Monday, April 23, 2012

Great, But Overlooked Bike Products

Here’s a short list of some awesome bike products that are often unknown, overlooked or may not be ‘main stream’……….. yet!   These are great products created by individuals vs. mega athletic companies.

First up:
Fiks reflective bicycle wheel strips
Ever see Tron and the light cycles that are used in the grid? Part of what makes the light cycles so cool are how the wheels are illuminated.

Fiks strips are pieces of reflective stickers that are attached to the non-braking portion of bike wheels to form a circle. Fiks are available in six colors for 700c and 29” wheels (smaller wheel sizes are coming soon). For the price, it’s another one of the cheap things you can do that will drastically increase your riding safety at night on in poor weather. When light hits the wheels from the side, the wheels take on a light cycle look. Nick has a great product and incredible service out of Pittsburgh. Subscribe to his Twitter feed for sporadic coupon codes.

Next up: RoadID
RoadID is a suite of products designed around the concept of being able to provide critical information about yourself to first responders in case of an emergency while in participating in an outdoor event. How often do you go out running, biking or hiking and carry your driver’s license or health insurance card? What if an accident occurred that rendered you unconscious? Do you have any life threatening allergies to drugs? Do you have a rare blood type? Do you have a specific medical history that a doctor would need to know about prior to performing emergency procedures? Would you want your family notified immediately?

RoadID offers necklaces, anklets and wrist bands with a stainless steel tag which can be engraved with any information that you would deem important if an emergency were to occur. Commonly engraved items would include: name, date of birth, city + state, emergency phones numbers, allergies, medical conditions, insurance # and provider and motivational phrases. The tags come with a lifetime warranty. There is also an interactive version which still has some engraved text, but also includes a website and toll free number that first responders can use to get even more information that the user specifies like health insurance and policy numbers, exact medical history, etc. The company is in Kentucky and operated by Ed and Mike Wimmer.

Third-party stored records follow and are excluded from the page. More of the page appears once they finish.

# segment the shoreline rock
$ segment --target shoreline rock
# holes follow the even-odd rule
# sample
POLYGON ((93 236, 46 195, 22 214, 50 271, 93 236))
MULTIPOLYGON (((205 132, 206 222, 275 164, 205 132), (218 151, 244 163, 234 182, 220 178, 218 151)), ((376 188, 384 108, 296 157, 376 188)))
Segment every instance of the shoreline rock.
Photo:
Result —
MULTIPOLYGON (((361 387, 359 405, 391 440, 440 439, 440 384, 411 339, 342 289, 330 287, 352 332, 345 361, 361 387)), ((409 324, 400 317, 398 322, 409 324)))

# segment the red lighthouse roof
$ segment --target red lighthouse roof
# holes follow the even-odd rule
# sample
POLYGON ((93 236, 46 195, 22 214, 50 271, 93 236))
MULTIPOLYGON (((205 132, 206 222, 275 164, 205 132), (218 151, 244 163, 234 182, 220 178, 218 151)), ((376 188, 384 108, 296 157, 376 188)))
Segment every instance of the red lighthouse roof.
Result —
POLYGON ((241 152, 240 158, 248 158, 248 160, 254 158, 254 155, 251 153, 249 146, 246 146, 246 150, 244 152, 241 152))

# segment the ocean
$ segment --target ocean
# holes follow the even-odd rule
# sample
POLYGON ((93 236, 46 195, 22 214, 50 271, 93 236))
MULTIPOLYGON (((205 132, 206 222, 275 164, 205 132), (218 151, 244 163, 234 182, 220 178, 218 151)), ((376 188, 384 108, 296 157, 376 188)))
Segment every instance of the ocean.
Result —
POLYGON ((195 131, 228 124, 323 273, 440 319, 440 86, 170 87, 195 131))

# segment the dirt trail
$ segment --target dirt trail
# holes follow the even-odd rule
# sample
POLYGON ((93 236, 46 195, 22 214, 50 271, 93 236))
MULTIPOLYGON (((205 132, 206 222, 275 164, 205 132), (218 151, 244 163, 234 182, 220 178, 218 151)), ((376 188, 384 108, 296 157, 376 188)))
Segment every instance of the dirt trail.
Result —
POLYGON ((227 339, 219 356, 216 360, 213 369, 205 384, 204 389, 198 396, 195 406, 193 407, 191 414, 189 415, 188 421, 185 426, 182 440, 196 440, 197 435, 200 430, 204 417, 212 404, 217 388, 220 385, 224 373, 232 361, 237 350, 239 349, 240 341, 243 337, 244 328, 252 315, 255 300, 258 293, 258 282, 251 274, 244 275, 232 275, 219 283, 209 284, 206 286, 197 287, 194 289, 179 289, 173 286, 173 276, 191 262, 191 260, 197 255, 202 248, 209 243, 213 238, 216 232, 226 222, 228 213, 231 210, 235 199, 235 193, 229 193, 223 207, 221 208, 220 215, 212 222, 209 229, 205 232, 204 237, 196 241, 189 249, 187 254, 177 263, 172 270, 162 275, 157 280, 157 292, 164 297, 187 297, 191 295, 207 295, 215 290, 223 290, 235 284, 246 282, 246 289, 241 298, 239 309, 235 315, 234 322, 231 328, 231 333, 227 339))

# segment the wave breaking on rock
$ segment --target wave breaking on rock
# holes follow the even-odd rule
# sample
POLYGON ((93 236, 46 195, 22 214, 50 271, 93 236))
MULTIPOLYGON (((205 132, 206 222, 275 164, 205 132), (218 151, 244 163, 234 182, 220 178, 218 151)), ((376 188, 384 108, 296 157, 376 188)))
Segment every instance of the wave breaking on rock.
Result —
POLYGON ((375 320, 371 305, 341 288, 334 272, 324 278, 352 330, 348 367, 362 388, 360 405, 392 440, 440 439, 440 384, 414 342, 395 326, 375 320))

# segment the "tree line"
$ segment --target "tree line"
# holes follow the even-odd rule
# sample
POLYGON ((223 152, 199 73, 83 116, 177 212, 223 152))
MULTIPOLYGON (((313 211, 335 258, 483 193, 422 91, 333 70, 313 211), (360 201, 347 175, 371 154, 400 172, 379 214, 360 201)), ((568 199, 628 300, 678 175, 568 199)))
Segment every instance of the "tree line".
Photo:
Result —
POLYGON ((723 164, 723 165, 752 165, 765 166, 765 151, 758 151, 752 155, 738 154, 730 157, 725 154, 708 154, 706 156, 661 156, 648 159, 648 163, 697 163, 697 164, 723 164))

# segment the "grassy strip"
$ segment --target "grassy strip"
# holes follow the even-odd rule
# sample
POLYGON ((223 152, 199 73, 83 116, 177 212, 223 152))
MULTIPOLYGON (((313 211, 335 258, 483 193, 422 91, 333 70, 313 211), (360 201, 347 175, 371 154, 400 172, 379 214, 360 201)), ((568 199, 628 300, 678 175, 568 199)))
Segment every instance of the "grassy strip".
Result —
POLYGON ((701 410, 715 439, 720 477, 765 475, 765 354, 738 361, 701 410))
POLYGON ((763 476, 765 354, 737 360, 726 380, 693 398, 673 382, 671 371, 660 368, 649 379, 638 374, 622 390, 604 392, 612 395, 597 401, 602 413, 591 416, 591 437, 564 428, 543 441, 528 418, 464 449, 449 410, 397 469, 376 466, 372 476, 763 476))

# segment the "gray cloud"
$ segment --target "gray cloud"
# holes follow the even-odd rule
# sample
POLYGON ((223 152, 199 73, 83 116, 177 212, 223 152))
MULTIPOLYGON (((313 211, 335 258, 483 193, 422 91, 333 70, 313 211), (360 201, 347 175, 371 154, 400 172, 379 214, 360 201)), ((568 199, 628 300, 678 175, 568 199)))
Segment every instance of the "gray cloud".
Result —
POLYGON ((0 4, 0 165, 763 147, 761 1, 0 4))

If you’d like to get one, here’s a coupon code for you: ThanksJon13862645 The code can be used 20 times in the next 27 days starting from today. The code is good for $1.00 off any order.
Another nice thing that the RoadID guys do is donate a portion of every single order to charity. There is a drop down in the ordering process for you to pick one (or leave it blank and one will be randomly selected). How cool is that?

Next: JerseyBins
JerseyBins are basically zip lock bags on steroids. Anytime riders are doing long distance rides or tours, they typically protected their gear by using bags of some kind. Zip locks are handy, but don’t hold up well to the elements. Prior to getting JerseyBins, I was using going through a lot of zip lock bags in a year to hold stuff like my wallet, keys, cell phone, etc.

JerseyBins are constructed of fairly thick vinyl and the seams are double sealed. The bags also support using touch phones while in the bag which works quite well. There are four sizes that all fit within the rear pockets of a bike jersey. Bike clubs, sponsors and businesses can order bins with custom designs printed on the front side. Despite the bins costing more than zip locks, they last a very long time. This is yet another “made in the USA” product with great service. These bags would also be great for people who hike or camp.

Last up: Gomadic
Gomadic offers a variety of chargers for electronic devices. The chargers can run off small batteries like AAs. Great, but who needs that Jonny Rando?

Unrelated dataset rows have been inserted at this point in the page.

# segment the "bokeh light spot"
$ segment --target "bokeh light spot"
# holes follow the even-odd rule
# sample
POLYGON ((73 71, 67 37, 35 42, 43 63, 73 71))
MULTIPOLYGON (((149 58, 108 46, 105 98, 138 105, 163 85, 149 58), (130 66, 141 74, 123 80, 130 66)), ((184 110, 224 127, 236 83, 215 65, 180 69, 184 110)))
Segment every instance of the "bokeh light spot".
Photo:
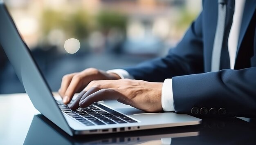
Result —
POLYGON ((77 52, 80 48, 80 42, 76 39, 69 39, 65 41, 64 48, 67 52, 74 54, 77 52))

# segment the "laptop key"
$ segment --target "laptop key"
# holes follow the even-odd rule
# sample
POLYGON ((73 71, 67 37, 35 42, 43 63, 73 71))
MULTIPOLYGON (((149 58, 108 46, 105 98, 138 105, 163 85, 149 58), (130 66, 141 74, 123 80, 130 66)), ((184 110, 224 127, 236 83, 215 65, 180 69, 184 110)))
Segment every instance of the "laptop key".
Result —
POLYGON ((114 120, 115 121, 117 122, 118 123, 127 123, 127 122, 123 121, 121 119, 119 119, 119 120, 114 120))
POLYGON ((72 110, 67 110, 67 111, 63 111, 63 112, 65 113, 70 113, 70 112, 73 112, 73 111, 72 111, 72 110))
POLYGON ((82 116, 83 116, 83 117, 84 118, 92 118, 92 116, 84 116, 83 115, 82 115, 82 116))
POLYGON ((81 119, 85 119, 84 118, 83 118, 83 117, 78 117, 78 118, 76 118, 76 120, 81 120, 81 119))
POLYGON ((113 121, 110 120, 103 120, 103 121, 108 124, 117 124, 117 123, 114 122, 113 121))
POLYGON ((70 116, 78 116, 77 114, 68 114, 68 115, 70 116))
POLYGON ((97 119, 88 119, 89 120, 90 120, 91 121, 99 121, 99 120, 97 119))
POLYGON ((127 116, 124 116, 124 117, 121 117, 120 118, 123 119, 123 120, 128 120, 128 119, 131 119, 131 118, 129 118, 127 116))
POLYGON ((95 114, 95 115, 92 115, 93 116, 94 116, 94 117, 99 117, 99 116, 102 116, 101 114, 95 114))
POLYGON ((108 118, 110 118, 110 119, 117 118, 117 117, 116 117, 115 116, 109 116, 109 117, 108 117, 108 118))
MULTIPOLYGON (((86 119, 85 119, 78 120, 79 120, 80 122, 88 121, 88 120, 87 120, 86 119)), ((89 121, 88 121, 88 122, 89 122, 89 121)))
POLYGON ((58 107, 60 109, 68 109, 67 107, 64 106, 59 106, 58 107))
POLYGON ((80 121, 81 123, 91 123, 90 122, 90 121, 88 121, 88 120, 84 120, 84 121, 83 121, 83 121, 82 121, 82 120, 80 120, 80 121))
POLYGON ((77 115, 77 116, 71 116, 71 117, 72 117, 74 118, 79 118, 79 117, 81 117, 81 116, 78 116, 78 115, 77 115))
POLYGON ((132 120, 132 119, 128 119, 128 120, 125 120, 126 121, 127 121, 129 123, 137 123, 137 122, 132 120))
POLYGON ((78 114, 79 114, 79 113, 84 113, 84 112, 81 111, 75 111, 74 112, 75 112, 76 113, 78 114))
POLYGON ((102 115, 104 115, 104 116, 108 115, 111 115, 110 114, 108 113, 102 113, 101 114, 102 115))
POLYGON ((105 124, 104 123, 103 123, 101 121, 99 121, 99 120, 93 121, 93 123, 97 125, 105 125, 105 124))
POLYGON ((94 124, 93 124, 92 123, 83 123, 83 124, 85 125, 86 126, 95 125, 94 124))
POLYGON ((106 112, 105 112, 105 111, 99 111, 99 112, 98 112, 98 113, 99 114, 102 114, 102 113, 106 113, 106 112))
POLYGON ((112 109, 109 108, 106 106, 104 106, 101 104, 97 104, 96 105, 96 106, 99 107, 103 109, 103 110, 106 110, 106 111, 109 112, 112 114, 119 114, 120 113, 117 112, 113 110, 112 109))

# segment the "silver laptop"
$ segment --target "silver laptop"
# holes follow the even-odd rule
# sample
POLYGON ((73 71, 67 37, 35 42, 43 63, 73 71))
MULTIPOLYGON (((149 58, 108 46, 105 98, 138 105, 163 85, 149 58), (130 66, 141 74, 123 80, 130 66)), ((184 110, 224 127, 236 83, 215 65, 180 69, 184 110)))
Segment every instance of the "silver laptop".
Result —
POLYGON ((70 110, 53 97, 2 0, 0 44, 35 107, 70 136, 194 125, 202 121, 173 112, 147 113, 116 100, 95 103, 87 108, 70 110))

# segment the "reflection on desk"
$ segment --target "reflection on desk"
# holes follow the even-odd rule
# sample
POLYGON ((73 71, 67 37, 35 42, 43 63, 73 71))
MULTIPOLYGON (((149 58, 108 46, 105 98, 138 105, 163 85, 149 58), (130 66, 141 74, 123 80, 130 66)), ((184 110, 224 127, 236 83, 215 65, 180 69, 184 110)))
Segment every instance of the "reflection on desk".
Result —
POLYGON ((236 118, 205 118, 201 125, 118 134, 68 135, 41 114, 34 116, 24 145, 255 144, 256 126, 236 118))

A great example of when it’s needed: you are out doing a long distance ride or tour with a Garmin Edge which typically has a battery life of around 10-12 hours; at which point you are either riding without GPS or stopping some place to recharge it; and hopefully you remembered to carry your 110v charger too!  With a Gomadic, you can put the charger in a stem bag, plug the USB mini-B cable into the Garmin while still on the handle bar and it will recharge while you are riding. Your ride time is basically indefinite, assuming you carry some AAs with you. One set of batteries will last a very long time.

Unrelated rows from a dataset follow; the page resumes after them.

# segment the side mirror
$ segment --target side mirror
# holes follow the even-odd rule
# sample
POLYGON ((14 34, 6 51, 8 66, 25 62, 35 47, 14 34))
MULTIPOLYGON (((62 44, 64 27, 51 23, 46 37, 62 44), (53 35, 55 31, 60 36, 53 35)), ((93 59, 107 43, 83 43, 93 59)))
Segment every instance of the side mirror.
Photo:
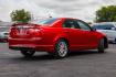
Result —
POLYGON ((116 31, 116 28, 112 28, 110 30, 116 31))
POLYGON ((96 31, 96 29, 95 28, 92 28, 92 31, 96 31))

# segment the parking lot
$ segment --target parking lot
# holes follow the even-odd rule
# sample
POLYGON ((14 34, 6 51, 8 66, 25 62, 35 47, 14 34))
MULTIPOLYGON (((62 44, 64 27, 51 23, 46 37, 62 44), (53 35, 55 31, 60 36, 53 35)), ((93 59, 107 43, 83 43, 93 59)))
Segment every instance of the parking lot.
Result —
POLYGON ((116 77, 116 44, 109 44, 104 54, 81 51, 54 59, 46 53, 24 58, 0 43, 0 77, 116 77))

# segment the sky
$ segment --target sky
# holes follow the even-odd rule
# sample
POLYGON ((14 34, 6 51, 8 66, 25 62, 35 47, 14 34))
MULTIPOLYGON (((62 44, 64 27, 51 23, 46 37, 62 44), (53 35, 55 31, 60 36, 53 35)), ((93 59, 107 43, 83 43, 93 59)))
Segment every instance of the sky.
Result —
POLYGON ((95 19, 95 11, 104 6, 116 6, 116 0, 0 0, 0 20, 10 22, 10 13, 25 9, 33 18, 77 18, 86 22, 95 19))

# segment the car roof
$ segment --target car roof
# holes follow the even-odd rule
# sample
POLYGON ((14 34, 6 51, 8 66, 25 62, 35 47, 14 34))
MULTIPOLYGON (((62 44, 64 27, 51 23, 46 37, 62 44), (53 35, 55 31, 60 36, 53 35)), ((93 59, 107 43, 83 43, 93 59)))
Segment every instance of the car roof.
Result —
POLYGON ((101 23, 94 23, 93 25, 98 25, 98 24, 113 24, 116 26, 116 22, 101 22, 101 23))

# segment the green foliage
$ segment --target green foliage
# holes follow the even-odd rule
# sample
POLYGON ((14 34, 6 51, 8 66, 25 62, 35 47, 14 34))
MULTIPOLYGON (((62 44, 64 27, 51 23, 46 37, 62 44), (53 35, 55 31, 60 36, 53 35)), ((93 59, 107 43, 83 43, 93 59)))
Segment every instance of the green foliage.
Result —
POLYGON ((116 22, 116 6, 102 7, 96 11, 96 22, 116 22))
POLYGON ((27 23, 31 20, 31 13, 29 11, 15 10, 10 13, 11 20, 19 23, 27 23))

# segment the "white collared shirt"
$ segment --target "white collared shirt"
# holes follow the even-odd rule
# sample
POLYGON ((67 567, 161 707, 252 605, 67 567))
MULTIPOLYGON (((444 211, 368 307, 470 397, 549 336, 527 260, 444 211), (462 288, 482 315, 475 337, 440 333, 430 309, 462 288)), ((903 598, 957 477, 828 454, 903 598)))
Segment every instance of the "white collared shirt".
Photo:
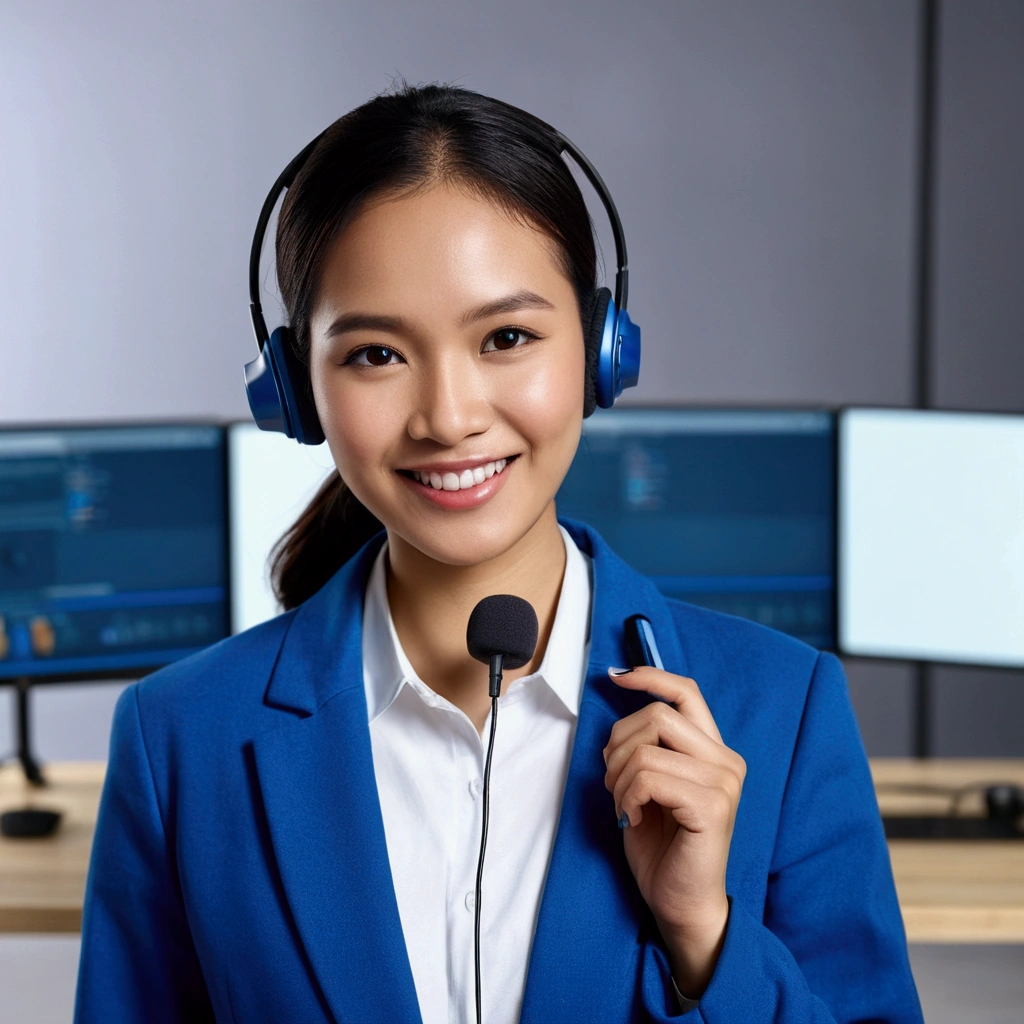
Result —
MULTIPOLYGON (((515 1024, 590 651, 590 559, 559 526, 565 574, 541 667, 499 697, 483 867, 483 1019, 515 1024)), ((387 600, 387 544, 367 584, 362 675, 391 878, 423 1024, 475 1020, 473 919, 483 737, 417 676, 387 600)), ((480 686, 487 670, 480 666, 480 686)))

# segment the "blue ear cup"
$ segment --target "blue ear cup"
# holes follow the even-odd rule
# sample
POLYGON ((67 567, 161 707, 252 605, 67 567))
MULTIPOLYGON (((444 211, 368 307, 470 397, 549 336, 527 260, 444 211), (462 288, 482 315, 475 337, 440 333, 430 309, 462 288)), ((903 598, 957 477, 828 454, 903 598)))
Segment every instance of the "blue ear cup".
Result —
POLYGON ((276 430, 300 444, 324 440, 309 373, 292 348, 287 327, 270 335, 259 355, 246 364, 245 374, 249 409, 260 430, 276 430))
POLYGON ((610 409, 623 389, 635 387, 639 379, 640 328, 615 307, 608 289, 599 288, 589 310, 584 416, 597 406, 610 409))

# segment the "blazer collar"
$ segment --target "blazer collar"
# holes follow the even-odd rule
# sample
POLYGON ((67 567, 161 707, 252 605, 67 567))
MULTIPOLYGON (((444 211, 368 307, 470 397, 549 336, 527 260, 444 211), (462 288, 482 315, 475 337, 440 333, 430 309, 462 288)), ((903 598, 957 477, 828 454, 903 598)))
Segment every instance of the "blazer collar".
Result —
MULTIPOLYGON (((685 672, 675 623, 657 589, 590 527, 560 522, 593 559, 591 648, 523 1022, 550 1018, 550 1000, 564 993, 566 978, 577 993, 589 987, 607 994, 609 985, 626 985, 623 965, 632 963, 638 923, 649 916, 603 785, 601 749, 611 725, 650 699, 607 676, 609 666, 626 664, 626 617, 646 615, 666 669, 685 672)), ((256 736, 253 745, 286 898, 327 1006, 337 1020, 418 1021, 362 681, 362 597, 383 540, 382 532, 368 542, 297 609, 265 699, 298 715, 256 736)), ((624 1006, 631 1005, 630 992, 622 993, 624 1006)), ((561 1007, 559 1019, 585 1021, 594 1012, 596 1005, 578 998, 561 1007)))
MULTIPOLYGON (((685 659, 672 612, 660 591, 627 565, 586 523, 559 519, 581 551, 593 559, 590 664, 623 666, 626 662, 625 617, 643 614, 651 623, 665 667, 685 674, 685 659), (627 616, 623 608, 633 610, 627 616)), ((266 702, 313 714, 336 693, 362 685, 362 666, 347 658, 359 651, 362 636, 362 597, 374 559, 384 544, 382 530, 297 609, 285 637, 266 690, 266 702), (345 668, 343 668, 343 666, 345 668)), ((605 699, 621 693, 613 683, 598 687, 584 699, 605 699), (609 688, 610 687, 610 688, 609 688)), ((613 702, 614 706, 614 702, 613 702)))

Gomadics also support switchable tips on the chargers. Older electronic devices typically use a mini-B port, newer phones use a micro USB port, tablets vary across the board and Apple has their own thing going. Gomadic offers a plethora of tips. You can use all the tips with the same charger eliminating the need to have five different chargers with you on a trip.

Since owning my Gomadic, I’ve had one tip go bad. This is due to the fact that pretty much every long distance ride I did last year was in the rain and the tip got corroded due to moisture exposure. I replaced the tip and everything is dandy again.

Despite not being a true ‘made in the USA’ company, they have a great product, lifetime warranty and awesome customer service.

Disclaimer: I do not receive compensation nor have I received any freebies from the above companies. However, if someone would like to send me any sample or test gear – I would happily accept and review it accordingly (with a disclaimer stating such).